Clinton: Police shootings need ‘to become intolerable’
Hillary Clinton on Wednesday called the recent police shootings in Oklahoma and North Carolina “intolerable,” arguing that Americans and law enforcement need to work together to have safer communities.
{mosads}At a rally in Orlando, Fla., the Democratic presidential nominee expressed her condolences to the families of the African-American men who were killed during encounters with police officers.
“There is still much we don’t know about what happened … but [what] we do know is we have two more names of African-Americans killed by police officers in these encounters,” Clinton said.
“It’s unbearable, and it needs to become intolerable,” she added.
She also took an opportunity to praise law enforcement for its work handling the weekend bombs in New York and New Jersey and a stabbing in Minnesota, saying they handled it “exactly right and saved a lot of lives.”
“We are safer when communities respect the police, and police who respect communities,” Clinton said.
But New Jersey Gov. Chris Christie, a surrogate for GOP nominee Donald Trump, slammed Clinton, calling her comments a “disgrace.”
“It’s typical of Hillary Clinton. She knows nothing, but the mouth never stops. And, the fact is that she has no idea what happened in North Carolina.”
Christie said Wednesday that Clinton has no experience in law enforcement and no background on how to handle these types of issues.
“I’m just appalled, and as someone who spent seven years in law enforcement, she’s exactly the kind of politician that law enforcement loathes, loathes her,” Christie said.
“Because, she jumps to conclusion for political gain and doesn’t care what careers or lives she ruins in the process.”
Trump also addressed the shootings on Wednesday, while delivering remarks in Cleveland at a historically black church. He said he is “very troubled” by the killing of an unarmed black man by police in Oklahoma and seemed to question how the police officer handled the incident.
“I watched the shooting in part in Tulsa, and that man was hands up,” Trump said. “That man went to the car, hands up, put his hands on the car.
“To me, it looked like he did everything you’re supposed to do. The young officer — I don’t know what she was thinking. But I’m very, very troubled by that.”

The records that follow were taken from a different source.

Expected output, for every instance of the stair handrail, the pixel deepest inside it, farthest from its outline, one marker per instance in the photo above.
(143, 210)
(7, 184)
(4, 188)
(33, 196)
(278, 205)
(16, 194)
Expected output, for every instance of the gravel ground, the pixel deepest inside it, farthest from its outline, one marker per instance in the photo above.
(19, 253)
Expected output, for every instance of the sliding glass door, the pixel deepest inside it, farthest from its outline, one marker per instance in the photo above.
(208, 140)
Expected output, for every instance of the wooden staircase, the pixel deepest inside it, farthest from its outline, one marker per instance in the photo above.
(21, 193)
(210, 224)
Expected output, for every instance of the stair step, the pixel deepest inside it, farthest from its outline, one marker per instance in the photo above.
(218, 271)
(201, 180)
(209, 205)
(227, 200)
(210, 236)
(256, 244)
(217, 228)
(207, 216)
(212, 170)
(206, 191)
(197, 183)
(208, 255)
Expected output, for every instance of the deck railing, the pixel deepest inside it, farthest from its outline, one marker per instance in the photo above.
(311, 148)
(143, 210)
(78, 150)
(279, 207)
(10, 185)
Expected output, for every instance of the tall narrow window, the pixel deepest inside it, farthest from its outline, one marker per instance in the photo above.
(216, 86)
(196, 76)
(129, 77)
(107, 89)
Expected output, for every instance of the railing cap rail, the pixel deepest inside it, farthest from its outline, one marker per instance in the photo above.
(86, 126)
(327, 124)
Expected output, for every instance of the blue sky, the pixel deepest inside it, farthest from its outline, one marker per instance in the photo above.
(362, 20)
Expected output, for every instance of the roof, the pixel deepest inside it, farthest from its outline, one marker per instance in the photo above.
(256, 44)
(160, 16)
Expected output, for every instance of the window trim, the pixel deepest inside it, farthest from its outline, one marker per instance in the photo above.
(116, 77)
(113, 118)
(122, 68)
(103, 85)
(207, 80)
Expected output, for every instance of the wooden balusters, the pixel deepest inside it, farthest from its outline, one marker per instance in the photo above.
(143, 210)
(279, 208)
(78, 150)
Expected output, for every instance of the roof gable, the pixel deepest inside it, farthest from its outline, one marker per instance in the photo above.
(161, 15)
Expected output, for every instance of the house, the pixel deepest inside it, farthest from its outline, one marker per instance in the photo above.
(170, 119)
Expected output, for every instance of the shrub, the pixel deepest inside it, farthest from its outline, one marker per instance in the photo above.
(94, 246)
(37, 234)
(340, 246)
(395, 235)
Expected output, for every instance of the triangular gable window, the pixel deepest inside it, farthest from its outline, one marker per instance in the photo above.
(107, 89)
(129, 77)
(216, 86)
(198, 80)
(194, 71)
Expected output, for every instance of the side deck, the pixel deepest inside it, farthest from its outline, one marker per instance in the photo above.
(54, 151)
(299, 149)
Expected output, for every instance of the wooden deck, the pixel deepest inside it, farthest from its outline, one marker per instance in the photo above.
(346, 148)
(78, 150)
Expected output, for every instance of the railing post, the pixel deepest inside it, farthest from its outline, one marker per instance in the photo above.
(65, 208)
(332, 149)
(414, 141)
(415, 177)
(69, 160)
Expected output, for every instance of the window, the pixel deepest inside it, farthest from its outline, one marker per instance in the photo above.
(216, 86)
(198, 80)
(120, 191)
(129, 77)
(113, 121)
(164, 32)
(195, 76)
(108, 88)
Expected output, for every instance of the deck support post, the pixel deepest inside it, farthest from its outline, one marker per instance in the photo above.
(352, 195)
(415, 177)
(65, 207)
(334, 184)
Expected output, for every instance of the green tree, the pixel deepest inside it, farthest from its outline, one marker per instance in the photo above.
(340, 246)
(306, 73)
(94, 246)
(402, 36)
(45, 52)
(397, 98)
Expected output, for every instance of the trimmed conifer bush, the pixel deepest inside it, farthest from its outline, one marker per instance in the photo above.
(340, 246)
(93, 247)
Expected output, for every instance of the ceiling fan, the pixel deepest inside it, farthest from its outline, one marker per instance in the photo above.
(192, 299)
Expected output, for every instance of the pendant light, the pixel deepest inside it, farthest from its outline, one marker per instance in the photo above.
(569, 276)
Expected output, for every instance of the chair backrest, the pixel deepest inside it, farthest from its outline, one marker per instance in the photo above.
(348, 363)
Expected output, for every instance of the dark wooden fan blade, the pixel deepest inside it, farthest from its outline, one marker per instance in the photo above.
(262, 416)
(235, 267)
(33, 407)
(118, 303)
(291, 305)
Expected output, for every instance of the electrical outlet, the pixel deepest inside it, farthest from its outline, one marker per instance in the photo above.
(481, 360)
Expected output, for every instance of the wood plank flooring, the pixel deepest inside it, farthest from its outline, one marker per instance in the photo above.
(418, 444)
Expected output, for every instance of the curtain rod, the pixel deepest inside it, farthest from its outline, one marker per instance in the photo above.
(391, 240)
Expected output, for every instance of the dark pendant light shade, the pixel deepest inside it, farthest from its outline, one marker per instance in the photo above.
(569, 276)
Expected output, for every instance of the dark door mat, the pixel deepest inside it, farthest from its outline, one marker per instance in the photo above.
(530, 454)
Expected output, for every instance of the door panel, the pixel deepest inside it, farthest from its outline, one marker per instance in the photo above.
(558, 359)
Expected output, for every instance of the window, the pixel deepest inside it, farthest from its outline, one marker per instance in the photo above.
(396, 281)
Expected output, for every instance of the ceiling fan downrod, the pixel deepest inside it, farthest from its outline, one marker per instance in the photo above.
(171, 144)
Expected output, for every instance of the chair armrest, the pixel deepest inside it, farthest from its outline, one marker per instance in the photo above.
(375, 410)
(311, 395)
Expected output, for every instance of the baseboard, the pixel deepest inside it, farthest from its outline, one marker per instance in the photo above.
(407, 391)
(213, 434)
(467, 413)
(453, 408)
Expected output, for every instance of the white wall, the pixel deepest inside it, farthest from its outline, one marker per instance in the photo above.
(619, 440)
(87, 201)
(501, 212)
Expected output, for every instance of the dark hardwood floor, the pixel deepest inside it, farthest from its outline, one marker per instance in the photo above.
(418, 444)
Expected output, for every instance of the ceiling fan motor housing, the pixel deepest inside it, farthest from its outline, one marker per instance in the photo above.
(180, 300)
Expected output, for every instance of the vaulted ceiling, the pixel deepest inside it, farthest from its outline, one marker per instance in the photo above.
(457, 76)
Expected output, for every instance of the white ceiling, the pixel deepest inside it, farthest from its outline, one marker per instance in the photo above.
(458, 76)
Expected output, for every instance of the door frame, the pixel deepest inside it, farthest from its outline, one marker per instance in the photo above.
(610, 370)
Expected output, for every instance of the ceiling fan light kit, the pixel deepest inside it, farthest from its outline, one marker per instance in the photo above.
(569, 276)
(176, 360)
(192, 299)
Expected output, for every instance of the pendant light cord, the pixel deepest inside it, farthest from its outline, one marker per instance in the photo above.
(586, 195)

Terence Crutcher, who was unarmed, was fatally shot by a police officer in Tulsa on Sept. 16. A video of the incident shows him with his hands in the air before he was shot.
And in Charlotte, N.C., a black police officer fatally shot a black man police say was armed at an apartment complex Tuesday, which prompted angry street protests late into the night. Twelve police officers were injured following demonstrations.